What do we hear in this installation? A voice. Or rather the same voice divided in two, here and there. It speaks in numbers and names, in places that are everywhere, as if we were on a journey, in truth a journey of many. And yet nothing moves. As we move gently around the room, as we approach the boxes hanging like paintings on the walls, we realize that the voices are coming from there, that the black circles inside the yellow wooden boxes are loudspeakers, which we can see vibrating if we move a bit closer. Two lively, eloquent tableaux inhabited by a voice that travels from one place to another, crossing landscapes that we have to deduce from the names spoken.

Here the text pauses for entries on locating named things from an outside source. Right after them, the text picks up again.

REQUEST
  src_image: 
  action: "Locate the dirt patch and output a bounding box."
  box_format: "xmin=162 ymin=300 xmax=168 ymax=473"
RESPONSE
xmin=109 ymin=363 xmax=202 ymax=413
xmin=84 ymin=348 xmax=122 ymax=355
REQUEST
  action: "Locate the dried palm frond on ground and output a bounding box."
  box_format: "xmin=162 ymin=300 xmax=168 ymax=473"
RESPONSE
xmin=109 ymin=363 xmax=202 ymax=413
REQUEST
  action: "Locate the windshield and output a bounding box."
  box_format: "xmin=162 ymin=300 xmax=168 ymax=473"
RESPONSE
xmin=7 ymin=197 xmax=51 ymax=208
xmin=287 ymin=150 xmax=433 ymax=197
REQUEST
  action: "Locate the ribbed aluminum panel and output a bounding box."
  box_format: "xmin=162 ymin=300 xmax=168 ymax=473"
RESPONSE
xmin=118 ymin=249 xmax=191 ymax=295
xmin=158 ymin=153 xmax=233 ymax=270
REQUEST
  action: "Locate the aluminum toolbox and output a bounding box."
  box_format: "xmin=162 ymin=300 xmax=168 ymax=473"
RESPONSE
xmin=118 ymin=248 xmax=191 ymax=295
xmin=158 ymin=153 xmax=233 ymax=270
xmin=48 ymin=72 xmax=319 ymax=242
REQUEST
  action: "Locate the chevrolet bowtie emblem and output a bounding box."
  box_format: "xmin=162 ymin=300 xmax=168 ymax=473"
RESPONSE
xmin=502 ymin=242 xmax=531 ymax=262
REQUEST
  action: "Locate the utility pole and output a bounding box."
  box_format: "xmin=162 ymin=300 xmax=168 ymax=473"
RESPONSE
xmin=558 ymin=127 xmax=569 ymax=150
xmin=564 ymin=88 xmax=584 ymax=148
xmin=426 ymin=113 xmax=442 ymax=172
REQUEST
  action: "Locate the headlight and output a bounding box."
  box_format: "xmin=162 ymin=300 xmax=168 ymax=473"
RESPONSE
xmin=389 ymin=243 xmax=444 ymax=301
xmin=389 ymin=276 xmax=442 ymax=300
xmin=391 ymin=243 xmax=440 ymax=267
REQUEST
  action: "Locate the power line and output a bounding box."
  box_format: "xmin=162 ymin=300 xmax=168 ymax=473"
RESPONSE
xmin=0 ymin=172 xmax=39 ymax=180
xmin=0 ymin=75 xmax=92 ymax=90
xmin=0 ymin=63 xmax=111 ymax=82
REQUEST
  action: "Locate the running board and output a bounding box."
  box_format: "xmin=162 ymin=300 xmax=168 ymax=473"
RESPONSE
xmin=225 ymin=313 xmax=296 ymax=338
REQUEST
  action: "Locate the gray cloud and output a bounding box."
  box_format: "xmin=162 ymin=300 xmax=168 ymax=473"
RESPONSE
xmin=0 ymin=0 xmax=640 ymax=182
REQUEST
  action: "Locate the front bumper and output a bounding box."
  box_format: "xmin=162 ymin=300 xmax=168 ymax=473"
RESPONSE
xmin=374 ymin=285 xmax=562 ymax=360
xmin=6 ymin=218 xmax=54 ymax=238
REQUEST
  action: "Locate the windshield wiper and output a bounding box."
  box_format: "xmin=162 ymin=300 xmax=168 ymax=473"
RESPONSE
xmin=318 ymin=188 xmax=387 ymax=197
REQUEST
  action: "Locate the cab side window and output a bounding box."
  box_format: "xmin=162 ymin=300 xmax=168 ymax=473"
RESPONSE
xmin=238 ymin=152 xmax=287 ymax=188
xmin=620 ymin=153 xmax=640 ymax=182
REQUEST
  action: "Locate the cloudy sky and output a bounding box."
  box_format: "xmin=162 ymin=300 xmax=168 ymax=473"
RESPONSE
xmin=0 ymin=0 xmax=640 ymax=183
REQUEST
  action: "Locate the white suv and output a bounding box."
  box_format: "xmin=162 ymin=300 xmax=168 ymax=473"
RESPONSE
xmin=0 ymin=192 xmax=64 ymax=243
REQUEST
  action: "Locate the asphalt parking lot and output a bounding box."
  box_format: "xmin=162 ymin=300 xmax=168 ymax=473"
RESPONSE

On either side of the central circles, two parallel black lines divide the yellow wooden boxes in half. This is the distinguishing feature of the Danfo buses that run between Lagos, Nigeria’s capital and a megalopolis port. The voices are those of bus conductors calling out routes and stops. And we understand that these voices are our guide on this motionless journey. The names of the places being called out are the stages of the journey inside Lagos, their intertwined lines secretly mapping the city. For those from elsewhere, they are words in a foreign language, Yoruba, but if we linger long enough, the meaningless chain becomes a litany, an involuntary case of sound poetry – Bernard Heidsieck’s La Poinçonneuse suddenly comes to mind, and the stations of the Paris metro are superimposed on those of the Danfo buses.